I have tree points:
$$A=\pmatrix{1\\-2\\-3} B= \pmatrix{-2\\3\\2} C= \pmatrix{0\\2\\4}$$
Now i have to get the height vector that ends on $AC$. The solution should be:
$$f:x = \pmatrix{-2\\3\\2} + r * \pmatrix{-2.1212...\\1.4848..\\-1.1515...} $$
I understand why the vector starts at $B$ but I don't know how to get the direction vector!

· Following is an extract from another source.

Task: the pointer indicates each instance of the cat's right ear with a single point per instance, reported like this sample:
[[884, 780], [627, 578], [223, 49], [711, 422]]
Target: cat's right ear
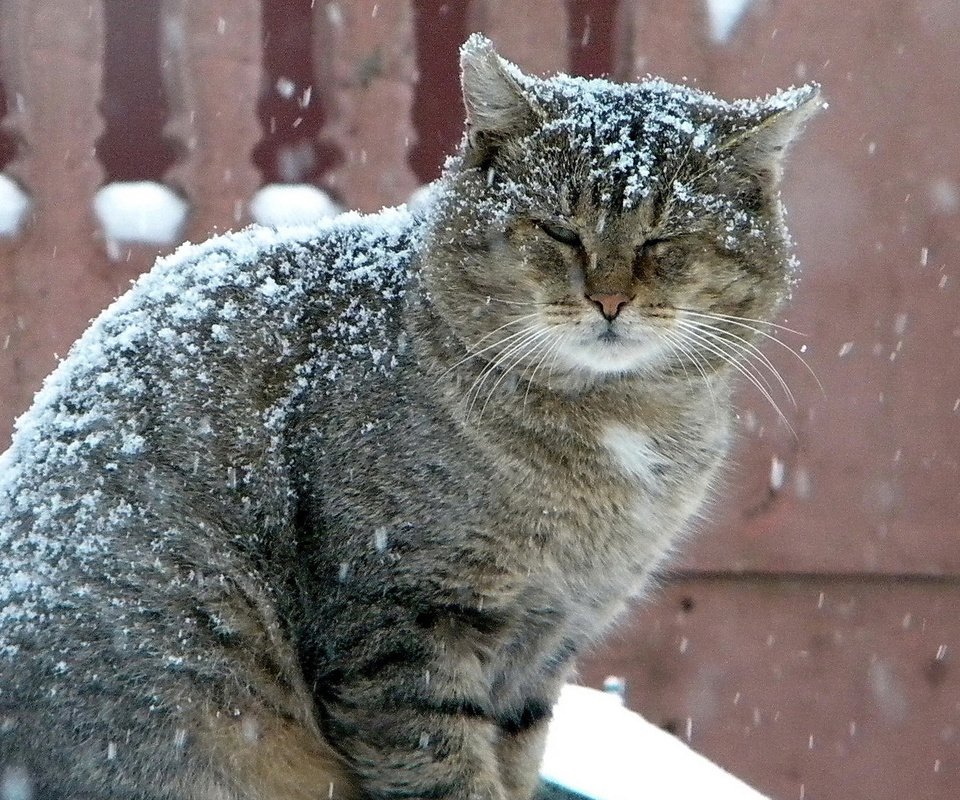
[[497, 107]]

Sorry about the .1212.. .4848.., i think you understand what i mean but i didn't know how to format it! I would be glad if somebody can correct my question! Thanks
You want to perform vector rejection: \begin{align*} \vec v &= \vec{AB} - \frac{\vec{AB} \cdot \vec{AC}}{\vec{AC} \cdot \vec{AC}}\vec{AC} \\ &= \begin{pmatrix} -3 \\ 5 \\ 5 \end{pmatrix} - \frac{\begin{pmatrix} -3 \\ 5 \\ 5 \end{pmatrix} \cdot \begin{pmatrix} -1 \\ 4 \\ 7 \end{pmatrix}}{\begin{pmatrix} -1 \\ 4 \\ 7 \end{pmatrix} \cdot \begin{pmatrix} -1 \\ 4 \\ 7 \end{pmatrix}}\begin{pmatrix} -1 \\ 4 \\ 7 \end{pmatrix} \\ &= \begin{pmatrix} -3 \\ 5 \\ 5 \end{pmatrix} - \frac{29}{33}\begin{pmatrix} -1 \\ 4 \\ 7 \end{pmatrix} \\ &= \begin{pmatrix} -70/33 \\ 49/33 \\ -38/33 \end{pmatrix} \end{align*}